I can only suggest you put in a temp nic, like rt8139 or something, get the system up and running and then use nvidia's drivers.

a pain.. but that's what happens with closed source stuff  :Sad: 

----------

## rommel

yeah that solution occured to me after i posted....i like nvidia because of the support the give to their graphics cards so i wasnt looking at them as a "closed sourced" manufacturer of hardware , but i guess that they are. i heard (not sure of the truth in it) that the coming kernels will have more native support for their hardware.

----------

## taskara

well not really.. I mean the new kernels have "generic nforce ide support"

but that's a start I guess..

the fact that they are closed source isn't that big a problem, because they DO support linux, and that's frikkin awesome  :Smile: 

remember creative when the sblive! was first released, they didnt' release anything about it to the linux gurus, and so we had no driver for like a year !   :Sad: 

so I do like nvidia - the only hassle is that with gentoo you can't load their drivers during the install.

you could ofcourse, make your own custom boot cd, with the nvidia drivers in it  :Smile: 

----------

## jay

Read this:

https://bugs.gentoo.org/show_bug.cgi?id=5688

drobbins included the nvnet drivers into the latest gentoo liveCD's

----------

## rommel

thats good to know....now if someone would get the ide support wrkig correctly this board will be awsome...instead of installing again i just rebuilt the kernel powered down adn installed teh new mb and cpu....gentoo didnt care...i did have to reinstall xp though (dual boot) but i had expected that.

----------

## kb

i got a nForce2 Board, too.
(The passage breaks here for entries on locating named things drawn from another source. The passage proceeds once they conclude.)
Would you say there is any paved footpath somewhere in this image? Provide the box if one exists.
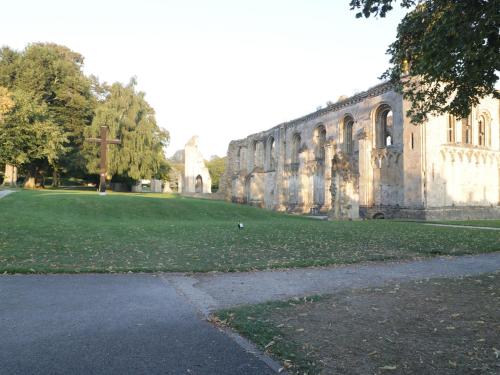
[0,190,15,199]
[162,252,500,314]
[0,274,275,375]
[0,253,500,375]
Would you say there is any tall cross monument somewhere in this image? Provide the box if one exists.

Abit NF7-S.

What opinion in the make menuconfig should i choose as network device?

----------

## Malakin

 *Quote:*   

> What opinion in the make menuconfig should i choose as network device?

 

"emerge nforce-net" will install the nvnet module.

----------

## kb

it work, thank you very much!

I'm very happy that my new nforce2 Board work on the first try over the onboard NIC!

I LOVE YOU ALL  :Very Happy: 

----------